Defect Finder

As you introduce a defect into a crystalline system, all of the atoms in the system will be subject to displacements during the atomic relaxation process. This can be especially problematic for native point defects, since the similar atoms in the simulation cell are technically fungible so split-vacancies and split-interstitials can be created with ill-defined positions. The DefectSiteFinder can be used to identify the location of the defect in a simulation cell without any prior knowledge of how the defect is created. This is especially useful during database building since the location of the defect is now provenance agnostic which means that the database requires less context information during the build process.

To use the DefectSiteFinder, simply instantiate the class and call the find_defect_fpos method with the defective and pristine structures as arguments.
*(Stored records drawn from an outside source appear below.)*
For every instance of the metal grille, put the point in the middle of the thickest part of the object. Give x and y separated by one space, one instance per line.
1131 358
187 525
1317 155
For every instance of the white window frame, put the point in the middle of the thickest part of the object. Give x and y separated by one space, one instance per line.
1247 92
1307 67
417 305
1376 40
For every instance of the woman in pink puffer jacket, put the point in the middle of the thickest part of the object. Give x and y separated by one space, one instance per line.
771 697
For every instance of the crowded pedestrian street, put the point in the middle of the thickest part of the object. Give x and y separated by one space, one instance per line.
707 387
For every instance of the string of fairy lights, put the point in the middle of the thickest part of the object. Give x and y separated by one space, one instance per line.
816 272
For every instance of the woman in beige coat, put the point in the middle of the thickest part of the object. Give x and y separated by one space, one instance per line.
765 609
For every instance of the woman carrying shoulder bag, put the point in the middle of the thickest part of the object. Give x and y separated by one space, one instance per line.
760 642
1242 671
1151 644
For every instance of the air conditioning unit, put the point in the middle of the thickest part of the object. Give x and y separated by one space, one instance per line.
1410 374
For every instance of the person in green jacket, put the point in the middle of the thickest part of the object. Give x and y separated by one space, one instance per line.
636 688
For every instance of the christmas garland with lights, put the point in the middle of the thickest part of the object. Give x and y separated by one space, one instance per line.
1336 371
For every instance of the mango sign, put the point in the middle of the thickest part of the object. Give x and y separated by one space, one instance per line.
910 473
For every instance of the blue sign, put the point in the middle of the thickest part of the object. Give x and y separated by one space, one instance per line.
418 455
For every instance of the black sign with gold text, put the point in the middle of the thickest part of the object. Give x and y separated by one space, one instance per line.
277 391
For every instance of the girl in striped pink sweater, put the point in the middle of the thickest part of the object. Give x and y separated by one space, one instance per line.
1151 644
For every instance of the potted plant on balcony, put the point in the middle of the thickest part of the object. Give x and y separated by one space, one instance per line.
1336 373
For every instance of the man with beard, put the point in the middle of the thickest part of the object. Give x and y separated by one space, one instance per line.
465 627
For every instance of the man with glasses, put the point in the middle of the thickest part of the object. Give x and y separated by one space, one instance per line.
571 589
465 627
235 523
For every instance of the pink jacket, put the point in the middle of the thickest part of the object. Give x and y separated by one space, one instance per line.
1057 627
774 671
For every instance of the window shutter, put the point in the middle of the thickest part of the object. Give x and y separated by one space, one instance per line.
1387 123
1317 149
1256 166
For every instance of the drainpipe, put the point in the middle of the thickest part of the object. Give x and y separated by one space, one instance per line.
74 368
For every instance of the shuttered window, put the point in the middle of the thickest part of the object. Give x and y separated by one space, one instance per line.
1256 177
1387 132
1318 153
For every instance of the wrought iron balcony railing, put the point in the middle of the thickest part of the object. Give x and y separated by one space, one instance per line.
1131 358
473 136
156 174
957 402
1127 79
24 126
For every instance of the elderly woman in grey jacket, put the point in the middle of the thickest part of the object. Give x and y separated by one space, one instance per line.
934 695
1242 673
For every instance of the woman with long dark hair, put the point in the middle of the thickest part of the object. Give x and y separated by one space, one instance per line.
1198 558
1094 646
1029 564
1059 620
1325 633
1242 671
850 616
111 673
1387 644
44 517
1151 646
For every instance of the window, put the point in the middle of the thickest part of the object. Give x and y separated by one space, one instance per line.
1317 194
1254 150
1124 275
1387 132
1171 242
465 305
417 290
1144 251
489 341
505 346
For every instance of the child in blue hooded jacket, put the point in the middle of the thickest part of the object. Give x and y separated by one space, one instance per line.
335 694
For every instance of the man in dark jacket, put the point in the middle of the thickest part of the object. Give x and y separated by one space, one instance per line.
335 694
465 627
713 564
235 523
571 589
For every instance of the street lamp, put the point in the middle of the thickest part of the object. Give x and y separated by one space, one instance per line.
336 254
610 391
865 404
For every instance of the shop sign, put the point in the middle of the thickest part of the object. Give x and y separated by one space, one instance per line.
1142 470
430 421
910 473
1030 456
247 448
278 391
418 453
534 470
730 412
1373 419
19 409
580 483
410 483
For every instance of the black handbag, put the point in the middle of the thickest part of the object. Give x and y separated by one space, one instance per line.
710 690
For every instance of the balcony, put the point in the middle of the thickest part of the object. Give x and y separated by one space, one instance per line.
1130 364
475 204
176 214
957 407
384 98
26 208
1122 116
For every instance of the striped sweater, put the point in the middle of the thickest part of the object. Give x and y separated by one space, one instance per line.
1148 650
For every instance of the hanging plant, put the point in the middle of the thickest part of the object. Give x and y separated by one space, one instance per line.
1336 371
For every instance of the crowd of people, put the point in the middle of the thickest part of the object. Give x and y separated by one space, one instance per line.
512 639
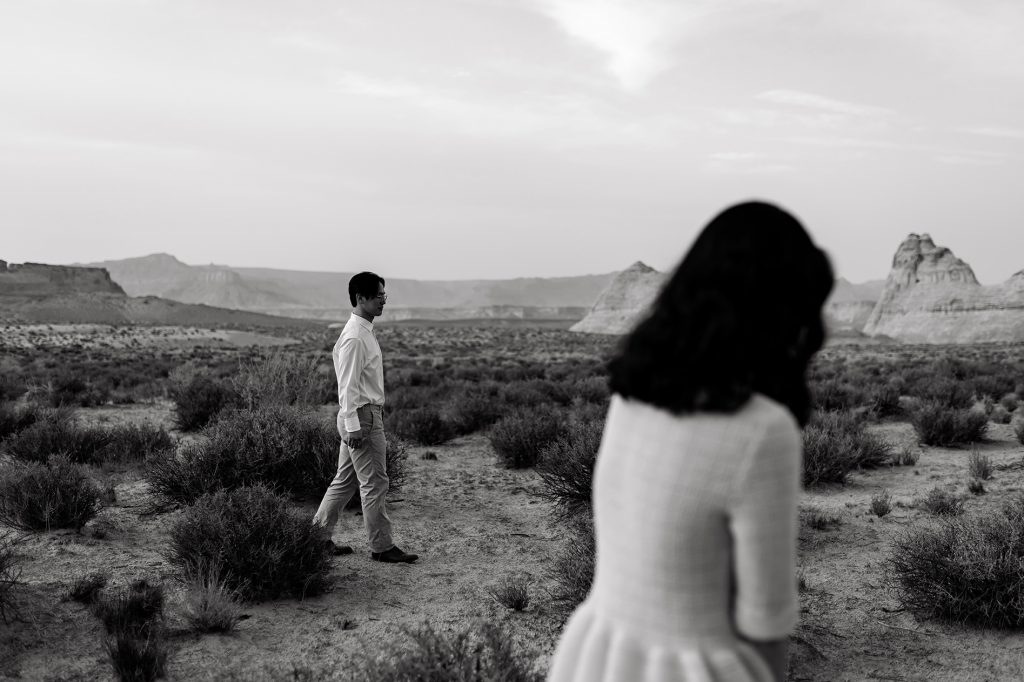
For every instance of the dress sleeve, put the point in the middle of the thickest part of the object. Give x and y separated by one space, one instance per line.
764 522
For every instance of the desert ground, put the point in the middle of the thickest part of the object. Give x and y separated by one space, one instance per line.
473 522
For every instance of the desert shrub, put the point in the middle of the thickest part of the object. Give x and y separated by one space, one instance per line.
572 570
519 438
941 503
945 391
967 569
423 425
209 604
10 572
474 409
15 418
882 503
282 378
511 591
41 497
475 653
884 400
838 442
261 548
980 466
11 386
938 424
136 659
566 467
833 394
819 520
199 400
1000 415
136 610
135 442
85 589
71 389
281 446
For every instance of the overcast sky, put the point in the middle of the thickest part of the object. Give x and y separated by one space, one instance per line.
498 138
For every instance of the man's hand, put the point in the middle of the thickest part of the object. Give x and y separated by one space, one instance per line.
353 439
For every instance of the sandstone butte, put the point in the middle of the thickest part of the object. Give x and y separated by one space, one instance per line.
931 296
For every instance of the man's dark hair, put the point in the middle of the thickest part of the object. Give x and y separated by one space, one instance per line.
740 314
364 284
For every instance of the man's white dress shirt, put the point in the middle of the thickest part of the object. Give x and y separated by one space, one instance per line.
359 367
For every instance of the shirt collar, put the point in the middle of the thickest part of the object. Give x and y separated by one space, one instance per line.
366 324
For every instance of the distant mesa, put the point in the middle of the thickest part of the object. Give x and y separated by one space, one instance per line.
931 296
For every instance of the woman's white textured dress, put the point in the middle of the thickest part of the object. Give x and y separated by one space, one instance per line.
695 519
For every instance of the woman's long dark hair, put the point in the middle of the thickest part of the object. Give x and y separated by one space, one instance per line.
740 314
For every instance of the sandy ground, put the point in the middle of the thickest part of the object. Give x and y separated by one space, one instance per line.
472 522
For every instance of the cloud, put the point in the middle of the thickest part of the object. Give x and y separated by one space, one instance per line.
810 100
635 35
994 131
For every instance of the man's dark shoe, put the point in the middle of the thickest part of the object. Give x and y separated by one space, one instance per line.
393 555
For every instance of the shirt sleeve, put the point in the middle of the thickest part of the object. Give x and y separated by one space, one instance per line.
764 523
351 357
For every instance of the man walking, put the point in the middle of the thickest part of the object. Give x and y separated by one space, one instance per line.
363 460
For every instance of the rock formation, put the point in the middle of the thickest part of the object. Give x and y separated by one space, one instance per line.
932 296
623 301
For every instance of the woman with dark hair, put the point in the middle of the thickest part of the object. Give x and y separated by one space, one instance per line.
698 471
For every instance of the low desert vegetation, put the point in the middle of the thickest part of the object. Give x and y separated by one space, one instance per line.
210 605
941 503
86 588
838 442
481 652
979 466
966 570
42 497
938 424
882 503
259 545
512 591
10 573
519 438
286 448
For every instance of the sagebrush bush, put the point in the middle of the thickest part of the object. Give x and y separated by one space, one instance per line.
941 503
882 503
512 591
966 570
136 610
474 409
137 659
42 497
10 572
838 442
199 400
425 426
521 436
282 378
937 424
979 466
209 604
260 547
475 653
85 589
566 468
572 571
285 448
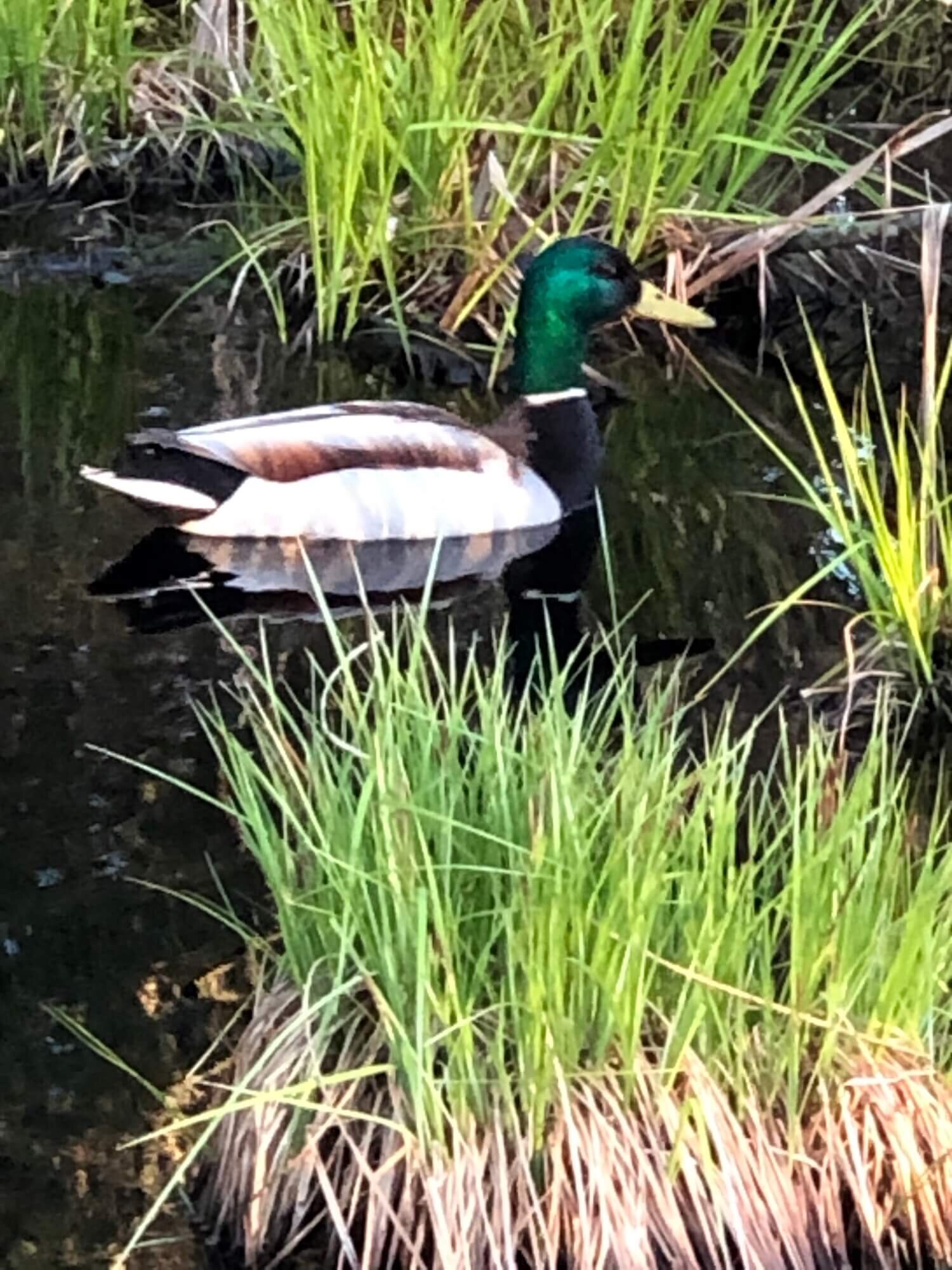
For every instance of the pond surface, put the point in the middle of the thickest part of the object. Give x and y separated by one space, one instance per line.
82 832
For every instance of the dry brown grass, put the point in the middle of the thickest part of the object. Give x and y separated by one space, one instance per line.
661 1169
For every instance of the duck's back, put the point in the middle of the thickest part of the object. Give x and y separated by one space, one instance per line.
355 471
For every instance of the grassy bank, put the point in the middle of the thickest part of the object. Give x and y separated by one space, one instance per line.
563 985
408 133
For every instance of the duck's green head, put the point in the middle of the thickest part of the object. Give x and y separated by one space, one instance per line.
576 285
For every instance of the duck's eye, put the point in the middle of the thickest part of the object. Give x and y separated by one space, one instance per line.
609 270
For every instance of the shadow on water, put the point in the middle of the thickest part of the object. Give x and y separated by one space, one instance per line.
690 552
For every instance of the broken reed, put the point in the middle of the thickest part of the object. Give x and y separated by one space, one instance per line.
601 115
560 984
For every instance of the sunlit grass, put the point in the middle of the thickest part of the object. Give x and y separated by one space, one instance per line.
601 117
579 965
879 486
63 69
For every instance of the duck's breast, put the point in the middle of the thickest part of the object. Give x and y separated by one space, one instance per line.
375 504
366 473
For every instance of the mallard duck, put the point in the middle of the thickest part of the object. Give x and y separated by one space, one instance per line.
379 471
171 580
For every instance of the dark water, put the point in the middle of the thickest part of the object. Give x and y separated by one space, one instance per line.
78 369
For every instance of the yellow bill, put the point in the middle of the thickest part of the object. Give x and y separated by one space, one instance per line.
656 305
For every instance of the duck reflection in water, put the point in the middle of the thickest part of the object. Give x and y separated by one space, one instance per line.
171 581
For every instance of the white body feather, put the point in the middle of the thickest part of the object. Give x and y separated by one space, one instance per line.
486 492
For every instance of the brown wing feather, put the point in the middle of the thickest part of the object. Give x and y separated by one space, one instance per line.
249 449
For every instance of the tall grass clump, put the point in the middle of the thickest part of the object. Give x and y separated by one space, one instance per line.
880 486
63 72
564 987
600 115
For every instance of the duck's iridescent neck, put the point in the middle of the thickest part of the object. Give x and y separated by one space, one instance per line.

We show that the DefectSiteFinder can be used to identify the location of nitrogen vacancies in wz-GaN structure blow.

from pathlib import Path

import numpy as np
from pymatgen.io.vasp import Locpot

TEST_FILES = Path("../../../tests/test_files")
import glob

from pymatgen.analysis.defects.finder import DefectSiteFinder
from pymatgen.core.structure import Structure

base_struct = Structure.from_file(TEST_FILES / "v_N_GaN/bulk/CONTCAR.gz")
finder = DefectSiteFinder()

for q in range(-1, 3):
    fname = f"{str(TEST_FILES)}/v_N_GaN/q={q}/CONTCAR.gz"
    struct = Structure.from_file(fname)
    fpos = finder.get_defect_fpos(defect_structure=struct, base_structure=base_struct)
    fpos -= np.round(fpos)
    print(fpos)

[0.16666602 0.33333386 0.16692487]
[0.16666664 0.33333324 0.1657773 ]
[0.16666658 0.33333331 0.16008467]
[-0.01832584  0.39998153  0.22418941]

The last structure (for q=2) demonstrates that doing this in a smaller simulation cell with large distortions can be problematic so always double-check your results.

On a larger ZrO2 cell, the identified vacancy is shown

How does it work?

The steps of the structure analysis and comparison procedure are as follows:

1. Calculate the anonymized SOAP vector for each symmetry distinct site in the pristine structure.

2. Calculate the SOAP vector for each site in the defective structure.

3. For each site in the defective structure, find the closest match in the pristine structure using the cosine similarity of the SOAP vectors. This cosine similarity becomes a measure of how defective the site is (how different from a bulk site).

4. Rank the sites by their defectiveness as defined above.

5. Compute the periodic average of a subset of the most defective sites.

So in a sense, we are using SOAP to arrive at a distortion field for the defect structure and calculating the center of that distortion field. This is a fairly straightforward approach, but it seems to work well in practice.